23. A computer program product according to claim 21, further comprising program code for determining a static magnetic field generated by the moving magnets, and wherein the program code for computing plasma characteristics for each of a plurality of cross-sections of the reaction chamber comprises program code for computing the plasma characteristics for each of the plurality of cross-sections from the determined static magnetic field, shape information for the reaction chamber, and plasma collision reaction data.

24. A computer program product according to claim 19, wherein the program code for generating a generalized model of the plasma from the computed plasma characteristics for the plurality of cross-sections comprises program code for computing at least one of an electron density distribution, a temperature distribution, a distribution of ion species, a distribution of neutral species, and a flux incidence.

25. A computer program product according to claim 19, wherein the program code for generating a generalized model of the plasma from the computed plasma characteristics for the plurality of cross-sections comprises program code for averaging the computed plasma characteristics for each of the plurality of cross-sections.

26. A computer program product according to claim 19, further comprising program code for estimating an etching rate for a wafer positioned in the chamber from the generalized model of the plasma.

27. A computer program product according to claim 19, wherein the plasma reactor comprises a dipole ring magnet (DRM) plasma reactor.

28. A method of simulating plasma in a plasma apparatus having a plasma reactor and a plurality of permanent magnets which are asymmetrically arranged and rotate around the plasma reactor at predetermined speed, comprising the steps of:

(a) inputting a plasma reactor shape and process conditions and inputting plasma collision reaction data;

(b) 3-dimensionally computing static magnetic fields induced by the permanent magnets;

(c) computing electron density and temperature by a Monte Carlo method and interpreting the transmission phenomenon of ion and neutral species using the data of the steps (a) and (b) until they are converged; and

(d) obtaining overall plasma characteristics using the converged values.

29. The method of claim 28, wherein the step c) comprises plasma simulation at 2-dimensional cross-sections for cross-sectional magnetic field distribution in a characteristic magnetic field direction.

30. The method of claim 29, wherein the 2-dimensional plasma simulation is performed for a plurality of 2-dimensional cross-sections including an axis, obtains convergence values for the respective cross-sections, and averages them to obtain plasma characteristics.

31. The method of claim 28, wherein the plasma apparatus is a DRM plasma apparatus.

32. Computer readable recording media for recording a simulation method of plasma processing by a plasma apparatus having a plasm reactor and a plurality of permanent magnets which are asymmetrically arranged and rotate around the plasma reactor at a predetermined speed, comprising:

(a) a program module for inputting the plasma reactor shape and process conditions;

(b) a program module for inputting plasma collision reaction data;

(c) a program module for 3-dimensionally computing static magnetic fields induced by the permanent magnets; and

(d) a program module for calculating electron density and temperature by a Monte Carlo method and interpreting the transmission phenomenon of ion and neutral species until they are converged.

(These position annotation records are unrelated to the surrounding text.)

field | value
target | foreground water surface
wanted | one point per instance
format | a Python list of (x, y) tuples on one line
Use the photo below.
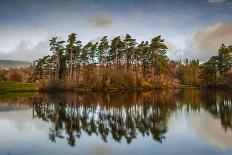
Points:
[(187, 121)]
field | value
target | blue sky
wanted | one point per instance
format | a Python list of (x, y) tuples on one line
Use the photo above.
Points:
[(187, 26)]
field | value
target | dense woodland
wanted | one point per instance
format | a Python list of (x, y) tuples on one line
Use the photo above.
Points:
[(121, 63)]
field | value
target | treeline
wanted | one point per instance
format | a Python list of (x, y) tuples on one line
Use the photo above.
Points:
[(121, 63), (16, 74), (116, 64), (216, 72)]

33. The computer readable recording media of claim 32, wherein the program module (d) comprises plasma simulation at 2-dimensional cross-sections for cross-sectional magnetic field distribution in a characteristic magnetic field direction.

34. The computer readable recording media of claim 33, wherein the 2-dimensional plasma simulation is performed for a plurality of 2-dimensional cross-sections including an axis, obtains convergence values for the respective cross-sections, and averages them to obtain plasma characteristics.

35. The computer readable recording media of claim 32, wherein the plasma apparatus is a DRM plasma apparatus.